Chia Seed Pudding

This incredibly easy Chia Seed Pudding uses only 3 ingredients. Ideal for breakfast or as a healthy dessert, this pudding recipe is nutritious and delicious!

chia seed pudding topped with berries


 

What to Have Ready

My favorite thing about this chia seed pudding recipe is that it only needs 3 ingredients. It’s really fuss-free and mess-free! Here’s what you’ll need: 

  • Chia Seeds – Any type of chia seeds can be used. I personally prefer mixed chia seeds, both white and black. 
  • Milk – Any type of milk can be used. I like to use unsweetened almond milk or coconut milk for a creamier option, but you can also use cow’s milk, oat, cashew, soy milk and many more. 
  • Honey – Honey is used to sweeten chia pudding. I recommend using runny honey because it’s easier to mix. You can leave out honey if needed or replace it with other sweeteners. Some of my favorite replacements are maple syrup, agave syrup, caramel sauce, Nutella or brown sugar.
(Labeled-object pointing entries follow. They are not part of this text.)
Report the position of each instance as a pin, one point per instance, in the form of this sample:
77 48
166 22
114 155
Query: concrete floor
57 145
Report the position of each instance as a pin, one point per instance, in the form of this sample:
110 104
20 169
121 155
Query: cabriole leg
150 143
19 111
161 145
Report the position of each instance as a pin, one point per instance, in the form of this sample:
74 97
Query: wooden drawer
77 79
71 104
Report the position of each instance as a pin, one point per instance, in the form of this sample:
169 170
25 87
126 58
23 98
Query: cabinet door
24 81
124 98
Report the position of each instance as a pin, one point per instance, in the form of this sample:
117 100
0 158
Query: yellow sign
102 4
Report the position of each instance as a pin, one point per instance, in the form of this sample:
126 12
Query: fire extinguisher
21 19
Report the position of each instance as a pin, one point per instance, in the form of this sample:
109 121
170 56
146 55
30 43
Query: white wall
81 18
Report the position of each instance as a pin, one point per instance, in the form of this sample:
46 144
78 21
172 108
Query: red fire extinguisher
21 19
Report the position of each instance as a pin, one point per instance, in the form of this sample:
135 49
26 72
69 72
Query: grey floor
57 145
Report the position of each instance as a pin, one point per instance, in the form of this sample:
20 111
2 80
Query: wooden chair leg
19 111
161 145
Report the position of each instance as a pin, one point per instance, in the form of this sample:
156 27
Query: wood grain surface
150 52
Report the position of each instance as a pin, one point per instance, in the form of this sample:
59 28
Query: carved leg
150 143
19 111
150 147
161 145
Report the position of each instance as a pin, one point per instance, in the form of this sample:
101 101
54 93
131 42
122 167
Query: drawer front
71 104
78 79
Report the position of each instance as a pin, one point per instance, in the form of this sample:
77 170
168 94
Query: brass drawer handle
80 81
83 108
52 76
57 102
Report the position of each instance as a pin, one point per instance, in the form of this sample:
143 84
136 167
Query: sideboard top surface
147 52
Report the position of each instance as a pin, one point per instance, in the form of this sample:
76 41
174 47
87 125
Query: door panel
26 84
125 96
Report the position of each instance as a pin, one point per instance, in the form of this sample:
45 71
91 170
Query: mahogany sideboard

Flavor Variations & Toppings

This base chia seed pudding recipe can be used to create countless variations. Here are some of the best additions, but the sky is the limit: 

Flavor 

It’s easy to make a different flavor such as coconut chia pudding or chocolate chia seed pudding when making this easy chia pudding recipe.
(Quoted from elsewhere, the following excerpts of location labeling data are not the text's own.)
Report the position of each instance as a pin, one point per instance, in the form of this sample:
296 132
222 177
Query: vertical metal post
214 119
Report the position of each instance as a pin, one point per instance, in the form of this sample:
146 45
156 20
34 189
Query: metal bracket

  • Sweetener of Choice – Honey can be left out or replaced with maple syrup, agave syrup, or any other unrefined sweeteners.
  • Vanilla – Add ½ teaspoon of vanilla extract or vanilla bean paste for a subtle flavor. 
  • Cocoa Powder – Add ½ teaspoon of unsweetened cocoa powder for a delicious chocolate chia pudding.
  • Fruit – Blend your fruit of choice, then mix it into the set chia pudding. You can also layer it with pudding for a more aesthetic breakfast! 
  • Jam – Similar to blended fruit, use your favorite jam to add it to the set pudding. Layer it, mix it in, add it to the top or bottom of the chia pudding, and enjoy. 
  • Protein Powder – Add 1 teaspoon of your protein powder of choice for an extra boost. I recommend powders with flavoring. 
  • Peanut Butter – Mix 1 teaspoon of smooth or crunchy peanut butter or almond butter into the set chia seed pudding. 
  • Milk – You can also use non-dairy milk or plant-based milk. Oat milk, cashew milk, unsweetened coconut milk, or canned coconut milk all work.
close up of chia seed pudding topped with berries

Toppings

There are lots of amazing flavors you can create, but here are some of our favorite toppings.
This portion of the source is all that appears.